Personal information
- Full name: Jarle Haraldsen Rykkje
- Born: March 16, 1975 (age 51) Lørenskog, Norway
- Nationality: Norwegian
- Height: 174 cm (5 ft 9 in)
- Playing position: Wing

Club information
- Current club: Retired

Youth career
- Team
- –: Kjøkkelvik

Senior clubs
- Years: Team
- 1995–2001: Fyllingen
- 2001–2004: Stavanger Håndball
- 2004–2006: Bjerringbro-Silkeborg
- 2006–2010: Fyllingen

National team
- Years: Team / Apps / (Gls)
- 2001-2008: Norway / 79 / (122)

= Jarle Rykkje =

Norwegian handball player and coach

Jarle Haraldsen Rykkje (born 16 March 1975) is a Norwegian former handball player. Playing as a wing, he represented Norway 79 times between 2001 and 2008, scoring 122 goals, and competed at the 2005 World Men's Handball Championship. In club handball he played for Fyllingen and Stavanger Håndball in Norway and Bjerringbro-Silkeborg in Denmark, winning the Norwegian league title with Fyllingen in 2008–09. Following his retirement in 2010, he became a youth coach.

==Early life==
Rykkje was born in Lørenskog, where he spent the first seven years of his life, before his family moved to the Kjøkkelvik/Olsvik area of Bergen. He is the eldest of three siblings. As a youth he played football as a goalkeeper for Kjøkkelvik and later Lyngbø, and was district champion in the long jump at age 13. He was recruited to handball through a programme aimed at local schools, and joined Fyllingen from Kjøkkelvik in 1995.

==Club career==
===Fyllingen (1995–2001)===
Rykkje played for Fyllingen for six seasons before leaving in 2001. He made his national team debut against Germany in March 2001 while still with the club.
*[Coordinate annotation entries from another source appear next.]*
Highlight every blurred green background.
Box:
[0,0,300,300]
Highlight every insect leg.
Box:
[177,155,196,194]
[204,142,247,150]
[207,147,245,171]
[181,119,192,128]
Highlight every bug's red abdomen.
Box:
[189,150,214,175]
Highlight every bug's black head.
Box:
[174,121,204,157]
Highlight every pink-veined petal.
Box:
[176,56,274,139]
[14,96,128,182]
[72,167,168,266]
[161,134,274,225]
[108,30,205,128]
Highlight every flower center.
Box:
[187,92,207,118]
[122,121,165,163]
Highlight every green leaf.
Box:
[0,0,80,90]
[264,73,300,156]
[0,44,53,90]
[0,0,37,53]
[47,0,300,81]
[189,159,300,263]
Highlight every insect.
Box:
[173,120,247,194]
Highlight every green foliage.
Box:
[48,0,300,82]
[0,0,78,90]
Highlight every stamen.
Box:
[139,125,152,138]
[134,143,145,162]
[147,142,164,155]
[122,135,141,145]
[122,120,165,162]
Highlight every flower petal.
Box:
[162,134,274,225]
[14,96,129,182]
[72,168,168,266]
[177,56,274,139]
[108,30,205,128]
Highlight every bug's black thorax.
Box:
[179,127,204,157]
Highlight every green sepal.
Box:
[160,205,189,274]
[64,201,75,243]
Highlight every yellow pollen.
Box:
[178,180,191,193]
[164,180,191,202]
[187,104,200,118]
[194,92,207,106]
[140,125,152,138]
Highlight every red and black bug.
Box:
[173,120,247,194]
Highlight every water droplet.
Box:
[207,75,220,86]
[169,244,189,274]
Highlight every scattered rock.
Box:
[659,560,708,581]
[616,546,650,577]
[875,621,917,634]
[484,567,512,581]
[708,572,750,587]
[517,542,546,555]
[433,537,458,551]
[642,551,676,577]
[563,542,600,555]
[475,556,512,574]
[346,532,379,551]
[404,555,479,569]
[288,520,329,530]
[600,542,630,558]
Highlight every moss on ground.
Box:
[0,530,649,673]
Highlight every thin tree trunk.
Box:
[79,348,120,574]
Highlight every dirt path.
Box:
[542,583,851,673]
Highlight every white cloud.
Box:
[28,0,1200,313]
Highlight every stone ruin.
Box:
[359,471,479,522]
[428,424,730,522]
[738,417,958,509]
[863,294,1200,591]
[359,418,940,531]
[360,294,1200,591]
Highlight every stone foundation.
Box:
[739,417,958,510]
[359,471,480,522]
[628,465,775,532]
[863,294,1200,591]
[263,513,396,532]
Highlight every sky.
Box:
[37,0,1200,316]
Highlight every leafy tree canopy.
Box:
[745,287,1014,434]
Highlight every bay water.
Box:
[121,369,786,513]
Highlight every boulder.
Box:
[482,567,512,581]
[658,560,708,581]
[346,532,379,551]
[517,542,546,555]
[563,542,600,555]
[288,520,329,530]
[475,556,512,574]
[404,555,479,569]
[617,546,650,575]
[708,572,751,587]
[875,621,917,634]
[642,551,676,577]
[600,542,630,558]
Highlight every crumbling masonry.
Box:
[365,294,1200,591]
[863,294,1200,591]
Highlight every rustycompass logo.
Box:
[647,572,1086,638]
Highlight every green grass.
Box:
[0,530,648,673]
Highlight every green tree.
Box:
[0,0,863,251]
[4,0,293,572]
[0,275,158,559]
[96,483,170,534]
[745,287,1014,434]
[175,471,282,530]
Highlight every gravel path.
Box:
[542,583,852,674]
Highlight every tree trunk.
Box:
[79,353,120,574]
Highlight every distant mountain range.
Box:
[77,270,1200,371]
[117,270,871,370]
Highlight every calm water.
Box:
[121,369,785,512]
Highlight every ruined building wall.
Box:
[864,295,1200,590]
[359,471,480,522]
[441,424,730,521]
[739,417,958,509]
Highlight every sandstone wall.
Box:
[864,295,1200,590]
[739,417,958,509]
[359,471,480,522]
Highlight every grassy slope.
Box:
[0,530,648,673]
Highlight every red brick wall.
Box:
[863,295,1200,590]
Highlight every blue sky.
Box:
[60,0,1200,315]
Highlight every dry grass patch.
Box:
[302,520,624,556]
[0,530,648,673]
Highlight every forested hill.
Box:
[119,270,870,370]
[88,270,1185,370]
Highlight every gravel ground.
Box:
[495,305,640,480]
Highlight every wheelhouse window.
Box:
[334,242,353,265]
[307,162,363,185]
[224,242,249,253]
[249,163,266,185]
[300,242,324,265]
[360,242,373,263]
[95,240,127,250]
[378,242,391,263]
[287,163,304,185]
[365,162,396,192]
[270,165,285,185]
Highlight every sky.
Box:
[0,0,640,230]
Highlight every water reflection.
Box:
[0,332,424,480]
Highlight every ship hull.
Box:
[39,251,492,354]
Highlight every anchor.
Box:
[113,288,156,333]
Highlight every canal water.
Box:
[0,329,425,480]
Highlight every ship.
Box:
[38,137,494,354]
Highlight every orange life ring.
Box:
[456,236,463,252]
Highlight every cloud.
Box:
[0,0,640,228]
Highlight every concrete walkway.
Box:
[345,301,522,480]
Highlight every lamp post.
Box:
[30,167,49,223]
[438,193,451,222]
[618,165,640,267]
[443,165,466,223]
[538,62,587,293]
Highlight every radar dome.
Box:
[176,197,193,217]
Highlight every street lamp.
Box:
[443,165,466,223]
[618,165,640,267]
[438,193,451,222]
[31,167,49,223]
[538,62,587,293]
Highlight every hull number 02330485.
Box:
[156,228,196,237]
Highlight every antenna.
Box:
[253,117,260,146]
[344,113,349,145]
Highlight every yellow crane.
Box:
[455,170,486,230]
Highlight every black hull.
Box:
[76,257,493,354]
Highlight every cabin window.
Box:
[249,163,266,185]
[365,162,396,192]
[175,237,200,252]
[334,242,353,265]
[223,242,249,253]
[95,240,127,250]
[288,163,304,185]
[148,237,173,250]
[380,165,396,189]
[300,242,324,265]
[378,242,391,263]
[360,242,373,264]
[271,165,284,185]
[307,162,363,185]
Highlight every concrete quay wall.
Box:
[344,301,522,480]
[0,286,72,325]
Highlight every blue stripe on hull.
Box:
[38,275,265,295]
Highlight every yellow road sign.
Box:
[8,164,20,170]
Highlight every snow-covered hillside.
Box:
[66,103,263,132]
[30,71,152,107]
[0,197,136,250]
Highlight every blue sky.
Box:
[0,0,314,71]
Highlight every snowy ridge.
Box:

===Stavanger Håndball (2001–2004)===
Rykkje joined Stavanger Håndball in 2001. In an early meeting with his former club, which Stavanger won 23–19, he was the match's top scorer with seven goals. A year later he scored eight goals as Stavanger beat Fyllingen 37–24. He remained with Stavanger through the 2003–04 season, when the club took part in the EHF Cup Winners' Cup.

===Bjerringbro-Silkeborg (2004–2006)===
In early 2004 Rykkje left Stavanger for Bjerringbro in Denmark. He spent two seasons in Denmark, which he later described as a more prestigious league than the Norwegian top flight. He is listed in Bjerringbro-Silkeborg Håndbold's official hall of fame. In March 2006 he turned down an offer from Drammen HK and agreed to rejoin Fyllingen the following season, citing a wish to combine handball with work in Bergen.

===Return to Fyllingen (2006–2010)===
His comeback began with a setback: four or five matches in, he suffered a groin injury that kept him out for eight months. He went on to win the Norwegian league title with Fyllingen in 2008–09, and reached the Norwegian Cup final in December 2007, which Fyllingen lost to Drammen HK at Oslo Spektrum; Rykkje scored three of Fyllingen's goals. In his final season, 2009–10, he played in the EHF Champions League and helped Fyllingen win the Norwegian play-off title before retiring at the end of the season, aged 35.

==International career==
Rykkje made his debut on the Norwegian national team in 2001, and played 79 matches for the national team between 2001 and 2008. He scored 122 goals, and his final cap came against Ukraine in 2008. He competed at the 2005 World Men's Handball Championship.

==Coaching career==
After retiring, Rykkje returned to his boyhood club Kjøkkelvik as a youth coach, taking charge of boys' teams born in 1995, 1996 and 1997. The teams won all their pools at a handball festival in Stord shortly after he took over.